On November 17th, Professor Louise Rice delivered a public lecture titled “Magnetic Baroque: The Art and Science of Attraction in Seventeenth-Century Rome” at Emory University in Atlanta, GA. She followed this up the next day with a colloquium for faculty and graduate students on “The Serious Fun of Thesis Prints.”
Sponsored by the Art History Endowed Lectureship and the Michael C. Carlos Museum, Professor Rice’s lecture focused on an aspect of her current research on seventeenth-century Roman prints and print culture. Taking as her theme the Baroque fascination with the phenomenon of magnetism, she traced the diverse ways this most mysterious of natural forces was given poetic expression in works of art commissioned by aristocratic students at Rome’s most prestigious school, the Collegio Romano.

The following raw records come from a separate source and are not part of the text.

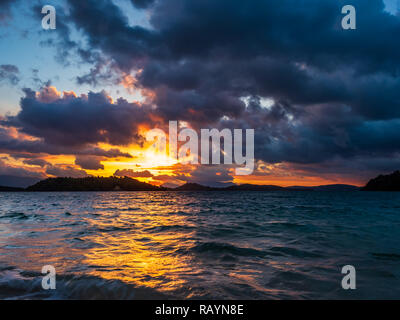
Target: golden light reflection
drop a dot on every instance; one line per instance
(147, 258)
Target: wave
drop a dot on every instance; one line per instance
(16, 285)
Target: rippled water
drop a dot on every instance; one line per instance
(217, 245)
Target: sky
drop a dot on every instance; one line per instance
(78, 100)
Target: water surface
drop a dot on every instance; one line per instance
(198, 245)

Professor Rice’s current book project is a history of the thesis print, a uniquely Baroque art form remarkable for the novelty, variety, and virtuosity of its visual language. Commissioned to decorate the broadsheets issued by students on the occasion of their academic defense, thesis prints offer a window onto the vibrant intellectual world of seventeenth-century Rome. Professor Rice has pursued her research on this project as a J. Clawson Mills Senior Fellow at the Metropolitan Museum of Art (in 2006-7), and as the James S. Ackerman Scholar in Residence at the American Academy in Rome (in 2008).
Professor Rice is a specialist in the art and architecture of Baroque Rome. Her publications include The Altars and Altarpieces of New St. Peter’s: Outfitting the Basilica, 1621-1666 (Cambridge University Press, 1996), awarded the Premio Salimbeni; Specchio di Roma barocca, co-authored with Joseph Connors (Edizioni dell’Elefante, 1991); and numerous articles, essays, and reviews on the art and architecture of Gian Lorenzo Bernini, Francesco Borromini, Pietro da Cortona, and Simon Vouet among others, as well as on topics ranging from possums to the Pantheon. In Spring 2012, she will lecture at the Minneapolis Institute of Arts on “Andrea Bergondi and the Sunset of the Baroque”, at the Renaissance Society of America on “Baccio’s Cornuti: Daily Life in the Grand Cuckoldom of Tuscany”, and at the American Comparative Literature Association’s annual conference on “Magnets and the Moral Compass: Saving the Soul from Shipwreck”.